Historical feature values can be stored in Hudi tables in Hopsworks. Hudi provides ACID support for Parquet data on object storage. In Hopsworks, we can store these cached historical features in our high performance HopsFS filesystem, backed by cloud-native object storage.

With HopsFS, you only pay object storage price (data is in a S3 bucket or Azure Blob Store container), but get the benefits of a HDFS API, up to
100X higher metadata performance than cloud native object stores and up to 3.4X higher read performance.

If you prefer, you can also keep historical feature values in your existing Data Warehouse, registering its tables as on-demand feature groups that can be used just like cached features in Hopsworks. Similar to Hudi tables in Hopsworks, on-demand features also support data validation and Hopsworks can compute statistics over them for exploratory data analysis. Supported data warehouses include Snowflake, Redshift, Delta Lake, Synapse, BigQuery, and any JDBC-enabled database.

Figure 5. Positioning Lifecycle with Data Warehouse

Real-Time Features with Spark Streaming
or Apache Flink

Hopsworks enables the freshest features by supporting the computation of features using either Spark Streaming or Apache Flink.
As live events regarding your system arrive at a message bus (like Kafka or Kinesis), a streaming application (that can run either on Hopsworks or your platform of choice) computes aggregations and writes them to the Hopsworks Online Feature Store (RonDB).

Hopsworks scales to millions of concurrent writes/second from streaming platforms, and can also transparently and consistently update to historical feature store.
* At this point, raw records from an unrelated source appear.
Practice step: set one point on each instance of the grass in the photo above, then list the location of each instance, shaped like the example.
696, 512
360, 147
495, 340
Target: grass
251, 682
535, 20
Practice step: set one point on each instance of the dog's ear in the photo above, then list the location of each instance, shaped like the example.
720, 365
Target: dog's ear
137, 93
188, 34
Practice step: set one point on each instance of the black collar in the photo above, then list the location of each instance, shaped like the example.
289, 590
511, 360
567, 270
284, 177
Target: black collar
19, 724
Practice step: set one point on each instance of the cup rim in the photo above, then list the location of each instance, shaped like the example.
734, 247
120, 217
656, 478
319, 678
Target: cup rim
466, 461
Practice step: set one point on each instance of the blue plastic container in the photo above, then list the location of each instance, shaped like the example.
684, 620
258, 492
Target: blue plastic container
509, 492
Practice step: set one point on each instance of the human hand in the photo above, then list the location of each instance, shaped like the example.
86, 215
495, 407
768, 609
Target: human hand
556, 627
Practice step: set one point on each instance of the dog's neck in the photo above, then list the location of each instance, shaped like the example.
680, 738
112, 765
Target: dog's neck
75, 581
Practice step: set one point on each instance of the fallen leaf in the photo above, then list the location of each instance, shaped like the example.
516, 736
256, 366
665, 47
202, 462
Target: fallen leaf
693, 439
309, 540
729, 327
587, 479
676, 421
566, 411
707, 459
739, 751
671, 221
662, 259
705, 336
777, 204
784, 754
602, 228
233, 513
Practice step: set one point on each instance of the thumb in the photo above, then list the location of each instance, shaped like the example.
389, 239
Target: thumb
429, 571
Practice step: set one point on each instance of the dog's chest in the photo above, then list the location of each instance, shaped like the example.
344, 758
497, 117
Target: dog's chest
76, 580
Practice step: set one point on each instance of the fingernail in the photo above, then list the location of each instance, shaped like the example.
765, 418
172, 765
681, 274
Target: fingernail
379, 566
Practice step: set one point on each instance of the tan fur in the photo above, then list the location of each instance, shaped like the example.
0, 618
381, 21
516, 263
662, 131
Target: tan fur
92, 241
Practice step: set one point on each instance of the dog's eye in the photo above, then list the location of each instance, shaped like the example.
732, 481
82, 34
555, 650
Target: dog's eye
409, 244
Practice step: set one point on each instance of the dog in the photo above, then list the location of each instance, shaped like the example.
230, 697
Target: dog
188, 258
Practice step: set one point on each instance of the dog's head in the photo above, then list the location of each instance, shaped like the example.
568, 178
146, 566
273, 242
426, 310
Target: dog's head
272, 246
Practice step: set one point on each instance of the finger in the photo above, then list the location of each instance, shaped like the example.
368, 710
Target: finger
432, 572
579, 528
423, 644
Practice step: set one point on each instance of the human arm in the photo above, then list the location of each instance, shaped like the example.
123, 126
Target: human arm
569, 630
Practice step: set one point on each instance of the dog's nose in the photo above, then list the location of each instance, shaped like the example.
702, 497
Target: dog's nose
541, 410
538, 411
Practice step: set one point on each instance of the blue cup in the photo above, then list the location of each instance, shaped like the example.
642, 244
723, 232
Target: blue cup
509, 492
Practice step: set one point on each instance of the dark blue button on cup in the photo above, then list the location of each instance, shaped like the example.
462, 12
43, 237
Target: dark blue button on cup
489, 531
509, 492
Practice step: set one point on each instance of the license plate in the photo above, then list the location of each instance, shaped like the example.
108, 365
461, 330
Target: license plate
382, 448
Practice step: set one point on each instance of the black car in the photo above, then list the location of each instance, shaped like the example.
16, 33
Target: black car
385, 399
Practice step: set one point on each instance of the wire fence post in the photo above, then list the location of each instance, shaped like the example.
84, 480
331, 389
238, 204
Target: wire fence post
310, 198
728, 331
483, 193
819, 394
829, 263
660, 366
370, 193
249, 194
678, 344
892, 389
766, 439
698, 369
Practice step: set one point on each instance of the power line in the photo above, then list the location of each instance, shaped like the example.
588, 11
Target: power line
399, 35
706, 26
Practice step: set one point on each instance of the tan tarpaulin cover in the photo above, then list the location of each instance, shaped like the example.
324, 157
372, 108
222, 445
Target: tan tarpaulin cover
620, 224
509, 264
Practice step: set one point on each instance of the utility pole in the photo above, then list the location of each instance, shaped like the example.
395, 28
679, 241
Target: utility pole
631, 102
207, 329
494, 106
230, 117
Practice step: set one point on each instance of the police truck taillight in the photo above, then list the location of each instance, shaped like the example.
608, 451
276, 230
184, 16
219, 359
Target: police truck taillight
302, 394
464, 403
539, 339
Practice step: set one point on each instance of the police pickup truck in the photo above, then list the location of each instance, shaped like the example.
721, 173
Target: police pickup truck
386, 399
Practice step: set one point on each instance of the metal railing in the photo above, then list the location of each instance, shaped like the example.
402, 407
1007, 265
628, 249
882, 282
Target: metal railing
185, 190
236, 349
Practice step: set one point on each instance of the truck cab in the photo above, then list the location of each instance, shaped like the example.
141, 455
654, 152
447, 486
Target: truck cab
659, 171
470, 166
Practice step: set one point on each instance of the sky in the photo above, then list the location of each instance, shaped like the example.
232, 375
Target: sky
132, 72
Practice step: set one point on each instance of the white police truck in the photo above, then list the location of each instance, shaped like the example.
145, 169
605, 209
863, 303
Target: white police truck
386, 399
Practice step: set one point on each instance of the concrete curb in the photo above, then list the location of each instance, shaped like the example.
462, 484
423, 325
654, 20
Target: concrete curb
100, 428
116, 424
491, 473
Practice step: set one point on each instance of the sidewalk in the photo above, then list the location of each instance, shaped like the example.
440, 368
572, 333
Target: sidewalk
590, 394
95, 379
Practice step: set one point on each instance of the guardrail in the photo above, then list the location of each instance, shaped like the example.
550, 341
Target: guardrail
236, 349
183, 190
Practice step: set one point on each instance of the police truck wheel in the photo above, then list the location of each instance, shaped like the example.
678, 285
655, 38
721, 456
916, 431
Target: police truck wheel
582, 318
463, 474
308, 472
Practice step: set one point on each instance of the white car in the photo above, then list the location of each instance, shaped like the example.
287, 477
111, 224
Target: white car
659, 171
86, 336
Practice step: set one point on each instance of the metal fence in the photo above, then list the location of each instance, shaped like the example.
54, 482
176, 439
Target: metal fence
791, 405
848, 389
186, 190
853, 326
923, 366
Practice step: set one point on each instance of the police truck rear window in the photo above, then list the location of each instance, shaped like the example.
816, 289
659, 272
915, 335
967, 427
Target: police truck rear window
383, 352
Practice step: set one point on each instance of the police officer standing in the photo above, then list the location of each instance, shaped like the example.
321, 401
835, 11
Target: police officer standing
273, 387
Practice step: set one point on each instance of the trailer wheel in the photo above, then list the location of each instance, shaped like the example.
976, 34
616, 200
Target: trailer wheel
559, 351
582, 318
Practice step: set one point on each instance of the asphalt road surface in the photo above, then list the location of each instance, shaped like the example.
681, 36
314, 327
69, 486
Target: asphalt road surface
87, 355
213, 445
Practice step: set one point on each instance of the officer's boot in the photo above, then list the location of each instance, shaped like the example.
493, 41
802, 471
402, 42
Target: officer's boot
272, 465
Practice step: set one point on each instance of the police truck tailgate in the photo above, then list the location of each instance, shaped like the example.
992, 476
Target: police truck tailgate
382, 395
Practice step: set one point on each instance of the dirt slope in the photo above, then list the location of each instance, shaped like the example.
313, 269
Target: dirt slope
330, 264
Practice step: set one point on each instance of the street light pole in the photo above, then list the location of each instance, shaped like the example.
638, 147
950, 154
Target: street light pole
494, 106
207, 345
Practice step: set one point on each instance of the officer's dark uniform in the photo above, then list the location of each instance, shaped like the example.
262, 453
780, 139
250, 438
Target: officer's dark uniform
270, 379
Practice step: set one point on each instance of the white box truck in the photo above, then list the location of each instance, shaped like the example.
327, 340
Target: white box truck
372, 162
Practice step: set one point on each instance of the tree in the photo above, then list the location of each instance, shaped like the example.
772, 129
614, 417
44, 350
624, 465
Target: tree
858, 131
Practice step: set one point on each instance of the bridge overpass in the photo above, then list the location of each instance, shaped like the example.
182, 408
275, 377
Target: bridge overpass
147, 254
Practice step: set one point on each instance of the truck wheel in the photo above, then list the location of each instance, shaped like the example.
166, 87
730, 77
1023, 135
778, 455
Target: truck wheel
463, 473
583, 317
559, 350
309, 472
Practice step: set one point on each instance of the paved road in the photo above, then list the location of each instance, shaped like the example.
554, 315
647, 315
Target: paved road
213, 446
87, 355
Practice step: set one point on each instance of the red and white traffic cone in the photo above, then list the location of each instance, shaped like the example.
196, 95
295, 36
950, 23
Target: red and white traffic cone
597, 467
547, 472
MLOps and the Feature Store

"MLOps is not the beer, it's the brewery"
Jim Dowling
Hopsworks comes with built-in Airflow support. You can use Airflow or an external CI/CD platform, like Jenkins, Azure Data Factory, to automate the computation of features for your feature store, as well as the creation for training data for model training. In fact, if you also use Hopsworks model training and model serving, you can use Hopsworks as your end-to-end MLOps platform.

Deploy Anywhere: Managed in the Cloud
or On-Premises

Hopsworks is available where-ever you have your data. The easiest way to get started is to use the managed platform in the cloud, available today on AWS and Azure at www.hopsworks.ai. Hopsworks is also available as an open-source platform and an Enterprise platform for on-premises data centers with extra support for SSO and Kubernetes integration.